M.D. numero 8, 8 marzo 2006

Note stonate
A proposito della gestione dei servizi territoriali
di Luter Blisset
Alcuni concetti espressi nell’articolo sulla clinical governance in medicina generale (M.D. 2005; 37: 4-6) mi hanno stimolato delle riflessioni. Nell’articolo, per esempio, si sostiene che per passare dalla teoria alla pratica della clinical governance è necessario che i modelli nascano dal basso, cioè dai Mmg e, soprattutto, che non si possa separare l’atto clinico (della medicina generale) dalla sua gestione (che deve essere in carico agli stessi Mmg). Ma se i modelli devono partire dal basso e se la medicina di famiglia ha veramente un ruolo strategico nel buon funzionamento dell’assistenza del Ssn, allora ci troviamo di fronte a reiterate contraddizioni. Come è possibile, per esempio, che i servizi territoriali operanti a stretto contatto coi Mmg siano gestiti da non medici? I quali, peraltro, hanno una millesima parte delle responsabilità deontologiche, legali e professionali di un medico. Le alte dirigenze aziendali però sostengono strenuamente la candidatura dei non medici ai vertici dei servizi sul territorio. Ma quello che è paradossale è che per essi tali figure apicali (non mediche) non sbaglino mai, a differenza dei medici di famiglia, siano sempre encomiabili e se tavolta capita che l’errore sia evidente, si chiude lo stesso un occhio. Non di rado gli interessati dei misfatti organizzativi gestionali sono addirittura premiati.
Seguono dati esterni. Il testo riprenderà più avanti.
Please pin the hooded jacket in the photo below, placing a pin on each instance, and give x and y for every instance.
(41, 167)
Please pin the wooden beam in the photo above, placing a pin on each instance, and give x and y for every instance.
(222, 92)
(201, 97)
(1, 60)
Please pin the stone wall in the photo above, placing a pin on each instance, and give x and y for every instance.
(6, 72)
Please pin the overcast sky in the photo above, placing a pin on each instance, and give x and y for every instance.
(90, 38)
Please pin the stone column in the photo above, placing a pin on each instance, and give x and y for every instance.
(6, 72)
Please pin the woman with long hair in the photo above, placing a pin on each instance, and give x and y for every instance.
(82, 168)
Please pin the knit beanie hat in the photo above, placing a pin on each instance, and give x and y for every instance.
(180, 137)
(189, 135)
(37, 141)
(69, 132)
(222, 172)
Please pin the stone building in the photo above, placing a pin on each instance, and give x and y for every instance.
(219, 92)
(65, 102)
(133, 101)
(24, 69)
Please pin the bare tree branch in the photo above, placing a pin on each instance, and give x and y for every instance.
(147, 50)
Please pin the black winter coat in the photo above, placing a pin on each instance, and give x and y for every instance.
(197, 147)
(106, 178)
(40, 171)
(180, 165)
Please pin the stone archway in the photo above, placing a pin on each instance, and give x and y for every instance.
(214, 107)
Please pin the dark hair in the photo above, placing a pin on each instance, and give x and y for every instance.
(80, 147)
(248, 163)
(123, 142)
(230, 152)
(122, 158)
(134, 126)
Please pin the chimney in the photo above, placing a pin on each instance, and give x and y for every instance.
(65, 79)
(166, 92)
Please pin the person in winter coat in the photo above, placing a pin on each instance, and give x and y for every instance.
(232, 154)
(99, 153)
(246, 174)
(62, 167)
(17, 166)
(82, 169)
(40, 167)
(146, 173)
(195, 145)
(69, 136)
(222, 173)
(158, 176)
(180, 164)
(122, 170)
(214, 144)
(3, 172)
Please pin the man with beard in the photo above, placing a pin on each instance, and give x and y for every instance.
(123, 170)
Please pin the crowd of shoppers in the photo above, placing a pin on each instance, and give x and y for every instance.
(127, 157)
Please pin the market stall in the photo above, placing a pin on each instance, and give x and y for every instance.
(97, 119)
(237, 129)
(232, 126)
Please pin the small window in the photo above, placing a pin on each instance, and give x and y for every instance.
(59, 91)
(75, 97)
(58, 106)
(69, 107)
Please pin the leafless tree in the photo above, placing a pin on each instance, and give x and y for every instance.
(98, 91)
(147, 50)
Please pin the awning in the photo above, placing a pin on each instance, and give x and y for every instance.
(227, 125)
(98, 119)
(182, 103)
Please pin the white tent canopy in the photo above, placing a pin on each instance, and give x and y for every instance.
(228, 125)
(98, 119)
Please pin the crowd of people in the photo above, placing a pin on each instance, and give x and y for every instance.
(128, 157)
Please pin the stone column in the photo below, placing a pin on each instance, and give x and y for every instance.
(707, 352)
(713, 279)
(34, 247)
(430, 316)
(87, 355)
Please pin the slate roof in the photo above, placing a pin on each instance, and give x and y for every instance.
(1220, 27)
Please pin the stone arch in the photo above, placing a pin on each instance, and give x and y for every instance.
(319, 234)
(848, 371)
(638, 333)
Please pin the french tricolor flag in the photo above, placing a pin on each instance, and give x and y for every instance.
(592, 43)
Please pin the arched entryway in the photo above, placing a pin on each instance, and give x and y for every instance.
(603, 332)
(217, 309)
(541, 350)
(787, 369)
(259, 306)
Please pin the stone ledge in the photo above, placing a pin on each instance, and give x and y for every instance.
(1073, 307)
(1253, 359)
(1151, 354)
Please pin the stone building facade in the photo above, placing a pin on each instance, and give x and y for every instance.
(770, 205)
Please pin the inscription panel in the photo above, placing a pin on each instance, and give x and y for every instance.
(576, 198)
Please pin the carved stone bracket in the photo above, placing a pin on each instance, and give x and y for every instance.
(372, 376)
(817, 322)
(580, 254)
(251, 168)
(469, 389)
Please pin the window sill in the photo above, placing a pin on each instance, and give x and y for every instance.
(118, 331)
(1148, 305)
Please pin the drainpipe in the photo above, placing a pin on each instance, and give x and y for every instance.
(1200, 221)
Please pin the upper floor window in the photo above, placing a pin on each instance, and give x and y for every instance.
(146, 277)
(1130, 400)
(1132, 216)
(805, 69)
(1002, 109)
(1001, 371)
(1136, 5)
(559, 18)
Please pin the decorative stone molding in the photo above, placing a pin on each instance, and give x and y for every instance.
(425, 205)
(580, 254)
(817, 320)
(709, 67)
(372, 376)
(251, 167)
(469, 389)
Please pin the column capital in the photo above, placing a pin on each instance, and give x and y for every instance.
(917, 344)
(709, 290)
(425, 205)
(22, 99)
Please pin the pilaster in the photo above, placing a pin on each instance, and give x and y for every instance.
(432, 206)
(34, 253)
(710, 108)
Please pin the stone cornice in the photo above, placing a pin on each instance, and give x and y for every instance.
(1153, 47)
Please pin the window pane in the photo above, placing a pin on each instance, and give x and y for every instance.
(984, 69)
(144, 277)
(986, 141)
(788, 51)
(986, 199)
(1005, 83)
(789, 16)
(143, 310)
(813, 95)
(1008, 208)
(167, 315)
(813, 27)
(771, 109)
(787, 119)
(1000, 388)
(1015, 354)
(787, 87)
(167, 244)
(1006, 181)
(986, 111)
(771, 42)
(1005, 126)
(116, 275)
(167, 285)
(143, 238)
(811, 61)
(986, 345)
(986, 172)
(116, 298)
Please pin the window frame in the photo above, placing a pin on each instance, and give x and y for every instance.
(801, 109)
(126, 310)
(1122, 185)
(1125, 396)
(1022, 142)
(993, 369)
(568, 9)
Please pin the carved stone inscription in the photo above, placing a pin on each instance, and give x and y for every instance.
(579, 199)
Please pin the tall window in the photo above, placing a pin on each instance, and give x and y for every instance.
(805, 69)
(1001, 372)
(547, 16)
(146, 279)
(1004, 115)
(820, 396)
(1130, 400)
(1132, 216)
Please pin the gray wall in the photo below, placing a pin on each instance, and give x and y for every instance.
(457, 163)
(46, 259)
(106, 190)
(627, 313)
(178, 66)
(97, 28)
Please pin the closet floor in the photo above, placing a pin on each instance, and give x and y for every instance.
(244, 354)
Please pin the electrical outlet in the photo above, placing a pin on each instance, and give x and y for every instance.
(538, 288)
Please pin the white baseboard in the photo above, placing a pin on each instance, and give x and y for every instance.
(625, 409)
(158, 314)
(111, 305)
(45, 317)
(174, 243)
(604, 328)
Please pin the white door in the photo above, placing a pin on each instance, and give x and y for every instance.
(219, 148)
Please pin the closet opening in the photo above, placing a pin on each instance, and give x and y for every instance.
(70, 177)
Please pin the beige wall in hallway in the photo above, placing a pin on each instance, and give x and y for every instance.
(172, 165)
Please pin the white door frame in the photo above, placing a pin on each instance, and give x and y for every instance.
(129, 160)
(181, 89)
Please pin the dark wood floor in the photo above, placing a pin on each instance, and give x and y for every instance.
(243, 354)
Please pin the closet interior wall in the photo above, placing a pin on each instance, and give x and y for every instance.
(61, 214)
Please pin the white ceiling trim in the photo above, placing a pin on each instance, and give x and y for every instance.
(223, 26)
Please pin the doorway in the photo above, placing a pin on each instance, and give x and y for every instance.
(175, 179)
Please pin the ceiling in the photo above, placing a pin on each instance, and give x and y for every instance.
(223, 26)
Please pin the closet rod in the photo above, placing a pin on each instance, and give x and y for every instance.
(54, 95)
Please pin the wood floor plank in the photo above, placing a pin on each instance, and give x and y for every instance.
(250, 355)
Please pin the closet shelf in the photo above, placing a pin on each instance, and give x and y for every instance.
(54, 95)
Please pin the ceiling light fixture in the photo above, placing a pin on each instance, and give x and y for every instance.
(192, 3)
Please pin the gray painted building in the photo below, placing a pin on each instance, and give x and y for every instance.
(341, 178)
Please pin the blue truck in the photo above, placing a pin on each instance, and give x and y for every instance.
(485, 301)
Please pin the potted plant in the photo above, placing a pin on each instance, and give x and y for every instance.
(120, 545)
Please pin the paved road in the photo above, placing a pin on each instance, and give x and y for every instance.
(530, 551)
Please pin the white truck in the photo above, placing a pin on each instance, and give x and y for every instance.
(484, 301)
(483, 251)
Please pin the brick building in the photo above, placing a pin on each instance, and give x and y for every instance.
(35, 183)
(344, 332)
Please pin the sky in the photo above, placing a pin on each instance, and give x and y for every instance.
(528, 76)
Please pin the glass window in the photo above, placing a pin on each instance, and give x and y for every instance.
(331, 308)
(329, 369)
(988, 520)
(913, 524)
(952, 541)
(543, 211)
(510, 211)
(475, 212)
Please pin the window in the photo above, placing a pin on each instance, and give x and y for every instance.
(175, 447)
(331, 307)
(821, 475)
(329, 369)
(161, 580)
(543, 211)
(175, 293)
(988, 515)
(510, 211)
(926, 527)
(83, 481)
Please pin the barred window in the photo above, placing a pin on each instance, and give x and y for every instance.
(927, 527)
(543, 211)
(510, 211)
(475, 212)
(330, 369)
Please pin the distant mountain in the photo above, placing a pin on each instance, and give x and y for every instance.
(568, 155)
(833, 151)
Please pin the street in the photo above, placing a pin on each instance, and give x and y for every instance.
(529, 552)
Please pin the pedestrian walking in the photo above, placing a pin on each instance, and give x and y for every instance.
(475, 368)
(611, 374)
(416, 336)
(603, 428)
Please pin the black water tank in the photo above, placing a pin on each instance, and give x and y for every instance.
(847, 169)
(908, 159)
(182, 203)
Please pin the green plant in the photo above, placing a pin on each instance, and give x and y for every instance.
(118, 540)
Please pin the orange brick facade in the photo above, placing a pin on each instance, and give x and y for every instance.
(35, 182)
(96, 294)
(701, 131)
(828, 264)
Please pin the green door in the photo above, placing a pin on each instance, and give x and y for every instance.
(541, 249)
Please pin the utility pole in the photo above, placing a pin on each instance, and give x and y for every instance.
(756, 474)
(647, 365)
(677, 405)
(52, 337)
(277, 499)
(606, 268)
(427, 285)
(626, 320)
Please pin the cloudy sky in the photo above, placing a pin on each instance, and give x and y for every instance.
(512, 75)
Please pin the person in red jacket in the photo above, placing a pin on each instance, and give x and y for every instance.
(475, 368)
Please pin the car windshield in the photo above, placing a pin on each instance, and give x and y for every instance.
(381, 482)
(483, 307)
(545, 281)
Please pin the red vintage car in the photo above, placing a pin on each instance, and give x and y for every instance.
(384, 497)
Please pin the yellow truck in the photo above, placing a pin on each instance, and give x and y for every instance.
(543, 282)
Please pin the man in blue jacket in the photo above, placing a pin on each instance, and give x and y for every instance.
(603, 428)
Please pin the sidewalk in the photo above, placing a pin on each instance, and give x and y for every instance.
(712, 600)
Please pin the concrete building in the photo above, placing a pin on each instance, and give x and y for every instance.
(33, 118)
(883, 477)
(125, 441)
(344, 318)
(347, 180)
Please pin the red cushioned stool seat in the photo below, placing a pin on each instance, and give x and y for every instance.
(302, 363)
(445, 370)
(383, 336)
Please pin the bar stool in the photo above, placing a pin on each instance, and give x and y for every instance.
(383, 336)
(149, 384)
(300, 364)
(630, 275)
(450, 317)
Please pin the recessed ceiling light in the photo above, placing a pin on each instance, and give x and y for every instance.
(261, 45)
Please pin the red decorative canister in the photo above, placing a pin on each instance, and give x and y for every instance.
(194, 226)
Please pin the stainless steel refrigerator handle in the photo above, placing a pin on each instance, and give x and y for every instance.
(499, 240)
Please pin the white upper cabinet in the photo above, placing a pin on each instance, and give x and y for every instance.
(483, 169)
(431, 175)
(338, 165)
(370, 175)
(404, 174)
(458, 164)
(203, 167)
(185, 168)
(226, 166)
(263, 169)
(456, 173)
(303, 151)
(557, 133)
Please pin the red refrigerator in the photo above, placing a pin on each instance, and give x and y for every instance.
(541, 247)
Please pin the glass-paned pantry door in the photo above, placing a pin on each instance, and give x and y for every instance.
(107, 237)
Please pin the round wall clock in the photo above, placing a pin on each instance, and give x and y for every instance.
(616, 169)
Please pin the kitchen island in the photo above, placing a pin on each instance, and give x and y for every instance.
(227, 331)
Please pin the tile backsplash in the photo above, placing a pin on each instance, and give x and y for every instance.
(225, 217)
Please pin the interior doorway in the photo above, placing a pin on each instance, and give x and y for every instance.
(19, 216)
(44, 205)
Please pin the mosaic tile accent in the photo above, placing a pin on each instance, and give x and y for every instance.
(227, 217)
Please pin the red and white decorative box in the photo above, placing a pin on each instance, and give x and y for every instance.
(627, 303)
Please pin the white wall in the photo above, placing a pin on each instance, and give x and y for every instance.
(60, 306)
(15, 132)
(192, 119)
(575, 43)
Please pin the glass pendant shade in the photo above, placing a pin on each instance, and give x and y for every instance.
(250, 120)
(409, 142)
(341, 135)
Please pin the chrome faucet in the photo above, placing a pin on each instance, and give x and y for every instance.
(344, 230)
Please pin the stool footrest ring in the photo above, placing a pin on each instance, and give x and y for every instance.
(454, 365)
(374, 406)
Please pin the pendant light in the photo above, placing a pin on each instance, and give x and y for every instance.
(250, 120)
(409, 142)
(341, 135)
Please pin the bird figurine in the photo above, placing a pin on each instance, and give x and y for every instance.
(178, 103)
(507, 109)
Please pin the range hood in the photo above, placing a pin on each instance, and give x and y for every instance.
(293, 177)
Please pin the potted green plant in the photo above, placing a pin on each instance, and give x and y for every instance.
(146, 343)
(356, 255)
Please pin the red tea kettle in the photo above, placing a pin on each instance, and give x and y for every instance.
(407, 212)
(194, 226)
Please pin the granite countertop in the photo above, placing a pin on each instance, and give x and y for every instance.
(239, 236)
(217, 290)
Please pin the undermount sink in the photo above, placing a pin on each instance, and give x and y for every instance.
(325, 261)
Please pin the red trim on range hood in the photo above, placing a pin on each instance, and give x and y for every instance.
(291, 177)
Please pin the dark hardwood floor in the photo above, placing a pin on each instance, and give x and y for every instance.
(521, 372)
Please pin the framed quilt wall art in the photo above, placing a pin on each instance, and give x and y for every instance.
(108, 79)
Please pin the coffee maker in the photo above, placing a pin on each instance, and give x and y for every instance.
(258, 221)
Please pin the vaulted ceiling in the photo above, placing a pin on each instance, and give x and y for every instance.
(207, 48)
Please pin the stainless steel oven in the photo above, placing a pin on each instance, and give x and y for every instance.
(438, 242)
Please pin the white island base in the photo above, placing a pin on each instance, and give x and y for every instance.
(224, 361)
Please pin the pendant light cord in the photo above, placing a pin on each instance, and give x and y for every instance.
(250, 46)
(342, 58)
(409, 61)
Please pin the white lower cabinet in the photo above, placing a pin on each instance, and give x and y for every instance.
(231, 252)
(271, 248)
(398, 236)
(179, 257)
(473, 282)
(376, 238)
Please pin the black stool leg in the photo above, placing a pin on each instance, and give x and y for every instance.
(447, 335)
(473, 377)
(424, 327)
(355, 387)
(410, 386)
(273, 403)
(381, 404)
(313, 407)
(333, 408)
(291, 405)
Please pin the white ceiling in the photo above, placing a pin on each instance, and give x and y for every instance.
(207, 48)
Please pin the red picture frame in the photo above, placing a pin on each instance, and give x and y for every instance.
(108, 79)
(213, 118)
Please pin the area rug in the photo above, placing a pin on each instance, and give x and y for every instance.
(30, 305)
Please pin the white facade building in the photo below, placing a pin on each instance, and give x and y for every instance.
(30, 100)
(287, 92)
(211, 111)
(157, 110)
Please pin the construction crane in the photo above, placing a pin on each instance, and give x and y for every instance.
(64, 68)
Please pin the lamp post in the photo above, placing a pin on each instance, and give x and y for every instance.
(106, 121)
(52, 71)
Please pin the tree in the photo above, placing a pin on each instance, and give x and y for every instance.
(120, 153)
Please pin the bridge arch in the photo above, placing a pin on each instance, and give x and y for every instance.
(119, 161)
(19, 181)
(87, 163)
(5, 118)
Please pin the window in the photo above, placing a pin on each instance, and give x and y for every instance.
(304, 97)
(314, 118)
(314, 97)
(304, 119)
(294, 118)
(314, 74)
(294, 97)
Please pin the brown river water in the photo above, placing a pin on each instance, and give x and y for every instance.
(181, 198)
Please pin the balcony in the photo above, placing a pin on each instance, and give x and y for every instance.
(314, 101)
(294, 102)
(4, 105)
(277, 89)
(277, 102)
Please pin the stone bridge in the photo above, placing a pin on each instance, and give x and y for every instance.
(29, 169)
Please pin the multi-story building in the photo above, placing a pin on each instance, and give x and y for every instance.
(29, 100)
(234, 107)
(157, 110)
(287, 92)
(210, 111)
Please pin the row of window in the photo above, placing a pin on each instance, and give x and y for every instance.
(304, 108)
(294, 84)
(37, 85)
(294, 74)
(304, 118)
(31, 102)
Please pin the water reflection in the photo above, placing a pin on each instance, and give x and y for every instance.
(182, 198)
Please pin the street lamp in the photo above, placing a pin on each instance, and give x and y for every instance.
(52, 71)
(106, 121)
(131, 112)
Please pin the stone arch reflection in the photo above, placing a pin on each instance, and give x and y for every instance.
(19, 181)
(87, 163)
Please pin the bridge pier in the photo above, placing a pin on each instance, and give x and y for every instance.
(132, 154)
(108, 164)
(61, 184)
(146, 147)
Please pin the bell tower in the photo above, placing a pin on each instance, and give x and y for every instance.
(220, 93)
Analizzando le cose da un mero punto di vista economico-gestionale, visto che le risorse sono limitate, un medico che ha responsabilità e capacità gestionali e organizzative può anche fare attività di ambulatorio, sostituire colleghi in malattia o in ferie, ecc. Uno psicologo, per esempio non può fare ambulatorio. Le alte dirigenze amministrative, nascondendosi dietro la parola clinico, tendono a livellare le responsabilità che non sono per nulla sovrapponibili. Tutto ciò crea diseconomie a volte gravissime, mai considerate dalle Asl e neppure dai sindacati. In proposito, sono stato testimone del fatto che in un tavolo regionale riunito per affrontare la questione degli accordi regionali un rappresentante di un importante sindacato, dopo aver letto le bozze del testo che argomentava sui Nuclei di Cure Primarie (NCP), ha espresso il seguente concetto: “considerato che nella medicina generale vi è una importante componente psico-sociale non c’è da scandalizzarsi nel pensare che il coordinatore (ex-referente) del NCP possa essere un non medico”. Questo stato di cose procura un forte disagio nei medici che si traduce, a sua volta, in perdita di consensi. Sarebbe opportuno che le amministrazioni sanitarie regionali facessero un’analisi anche politica della situazione comunicativa e partecipativa. Al momento fanno orecchie da mercante, ma restano saldi sull’affermazione che ciò che continua a rovinare la sanità italiana, guarda un po’, è la prescrizione farmaceutica dei medici di famiglia.